Early evidence from Mississippi’s ledgers shows why many observers urge caution. After a surge of revenues in 2021 and 2022, fueled by recovery and federal stimulus dollars, state tax collections have started to slump. In the fiscal year that ended June 30, 2025, Mississippi collected about $7.64 billion in tax revenue, which was 0.83% less than the $7.70 billion collected the previous year. It’s only the sixth time since 1970 that Mississippi’s year-over-year tax revenue has declined. Mississippi tax revenue slumps, but the state still has money in the bank thanks to the feds, as federal support continues to play a stabilizing role in the state’s finances despite weakening collections.
However, that fiscal cushion may not last. Federal pandemic aid is waning, and Mississippi can no longer count on extraordinary influxes of outside money. The new Trump administration in Washington has also been moving to cut federal spending and even rescind some funds already allocated to states. That could further squeeze Mississippi’s finances.
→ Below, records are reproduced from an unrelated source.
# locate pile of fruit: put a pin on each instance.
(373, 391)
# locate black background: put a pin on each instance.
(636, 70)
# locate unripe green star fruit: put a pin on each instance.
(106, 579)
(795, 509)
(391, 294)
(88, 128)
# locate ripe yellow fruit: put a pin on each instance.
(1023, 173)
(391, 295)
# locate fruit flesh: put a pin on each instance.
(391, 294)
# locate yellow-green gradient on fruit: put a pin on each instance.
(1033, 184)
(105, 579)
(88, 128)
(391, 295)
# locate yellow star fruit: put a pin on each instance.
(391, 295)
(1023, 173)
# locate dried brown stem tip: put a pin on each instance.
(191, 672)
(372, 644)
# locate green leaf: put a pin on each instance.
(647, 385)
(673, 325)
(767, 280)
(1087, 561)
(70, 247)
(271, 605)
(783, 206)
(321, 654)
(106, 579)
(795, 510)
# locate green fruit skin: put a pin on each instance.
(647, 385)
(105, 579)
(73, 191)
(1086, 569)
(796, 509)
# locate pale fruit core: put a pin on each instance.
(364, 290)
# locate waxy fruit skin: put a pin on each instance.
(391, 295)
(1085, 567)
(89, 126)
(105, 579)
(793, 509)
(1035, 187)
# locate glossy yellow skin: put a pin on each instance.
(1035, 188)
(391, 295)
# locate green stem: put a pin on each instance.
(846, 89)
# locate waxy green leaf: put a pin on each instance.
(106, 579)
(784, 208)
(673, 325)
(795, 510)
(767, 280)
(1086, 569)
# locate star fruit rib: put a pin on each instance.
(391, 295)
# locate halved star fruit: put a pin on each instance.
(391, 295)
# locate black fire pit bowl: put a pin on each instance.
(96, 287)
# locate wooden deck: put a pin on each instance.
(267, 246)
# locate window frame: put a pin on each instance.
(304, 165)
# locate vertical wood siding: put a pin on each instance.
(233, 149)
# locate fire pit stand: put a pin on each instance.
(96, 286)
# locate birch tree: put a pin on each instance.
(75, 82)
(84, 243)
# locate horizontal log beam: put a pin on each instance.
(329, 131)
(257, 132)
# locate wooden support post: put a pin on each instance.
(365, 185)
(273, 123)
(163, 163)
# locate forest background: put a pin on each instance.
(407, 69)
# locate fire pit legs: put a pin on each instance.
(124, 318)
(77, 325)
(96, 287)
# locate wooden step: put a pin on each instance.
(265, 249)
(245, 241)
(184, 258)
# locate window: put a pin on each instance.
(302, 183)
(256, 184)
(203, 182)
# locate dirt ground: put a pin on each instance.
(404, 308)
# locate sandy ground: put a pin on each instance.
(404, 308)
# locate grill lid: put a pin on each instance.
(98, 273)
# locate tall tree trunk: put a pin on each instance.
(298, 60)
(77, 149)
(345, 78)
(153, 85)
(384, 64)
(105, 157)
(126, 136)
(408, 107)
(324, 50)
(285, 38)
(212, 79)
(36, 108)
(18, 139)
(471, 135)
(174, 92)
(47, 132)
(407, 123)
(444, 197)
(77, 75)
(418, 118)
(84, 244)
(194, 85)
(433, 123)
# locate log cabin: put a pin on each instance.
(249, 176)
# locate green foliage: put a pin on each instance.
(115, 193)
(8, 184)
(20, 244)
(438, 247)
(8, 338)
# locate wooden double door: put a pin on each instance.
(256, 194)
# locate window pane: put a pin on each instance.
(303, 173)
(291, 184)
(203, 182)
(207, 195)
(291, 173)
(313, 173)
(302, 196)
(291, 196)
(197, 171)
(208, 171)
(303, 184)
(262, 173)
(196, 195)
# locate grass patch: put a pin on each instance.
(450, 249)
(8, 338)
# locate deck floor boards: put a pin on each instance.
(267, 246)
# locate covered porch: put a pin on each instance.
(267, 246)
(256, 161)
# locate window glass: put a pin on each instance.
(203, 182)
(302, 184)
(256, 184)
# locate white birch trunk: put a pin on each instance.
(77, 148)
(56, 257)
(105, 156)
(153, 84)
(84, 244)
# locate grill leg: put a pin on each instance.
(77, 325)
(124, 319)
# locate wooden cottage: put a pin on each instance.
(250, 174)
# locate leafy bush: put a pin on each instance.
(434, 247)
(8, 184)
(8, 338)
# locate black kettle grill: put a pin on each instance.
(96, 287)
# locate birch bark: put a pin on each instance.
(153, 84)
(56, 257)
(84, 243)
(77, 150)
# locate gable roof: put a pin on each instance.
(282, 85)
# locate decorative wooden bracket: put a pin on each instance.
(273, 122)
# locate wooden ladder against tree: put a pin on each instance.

“The fact that the state is receiving less money could be an early sign of recession, or that massive tax cuts passed in recent years and still being phased in are not stimulating economic growth like proponents hoped”, Mississippi Today reporter Taylor Vance observed.
Washington just turned up the heat on Mississippi’s tax gamble. On July 1, 2025, the U.S. Senate squeaked President Donald Trump’s 940-page “One Big Beautiful Bill” through on a 51-50 vote, with Vice President J.D. Vance breaking the tie. Both Mississippi senators, Roger Wicker and Cindy Hyde-Smith, backed the measure.
At a protest in Washington before the vote, demonstrators carried cardboard coffins to represent the impact of the budget cuts. The nonpartisan Congressional Budget Office projected that nationwide, 11.8 million Americans would become uninsured by 2034 due to the Medicaid cuts and changes in the bill. Such figures hit home in Mississippi, where Medicaid is substantial for many low-income families and seniors.
For now, Mississippi officials remain publicly upbeat. The Joint Legislative Budget Committee will meet in the fall of 2025 to hear from state agencies and begin creating the next fiscal year’s budget. Those hearings will provide an early test of how the tax cuts are affecting revenue and whether state agencies start reporting funding strains. Education and healthcare leaders are expected to highlight needs that could clash with a shrunken revenue pool. The political debate will center on whether Mississippi’s economic direction is on the upswing.
Mississippi’s bold tax gambit is an experiment that other states and economists are watching closely. If business investment and jobs pour into the Magnolia State in the coming years, and if tax revenues hold steady despite lower rates, it will check the arguments of tax-cut enthusiasts. It could encourage similar moves in other states. But if MS state revenues decline and its budget deficit widens, forcing it to draw on reserves or cut government services, it would serve as a warning. As 2025 progresses, Mississippi’s economy and budget will show whether this bet pays off. The true impact, however, will become clearer in the years to come!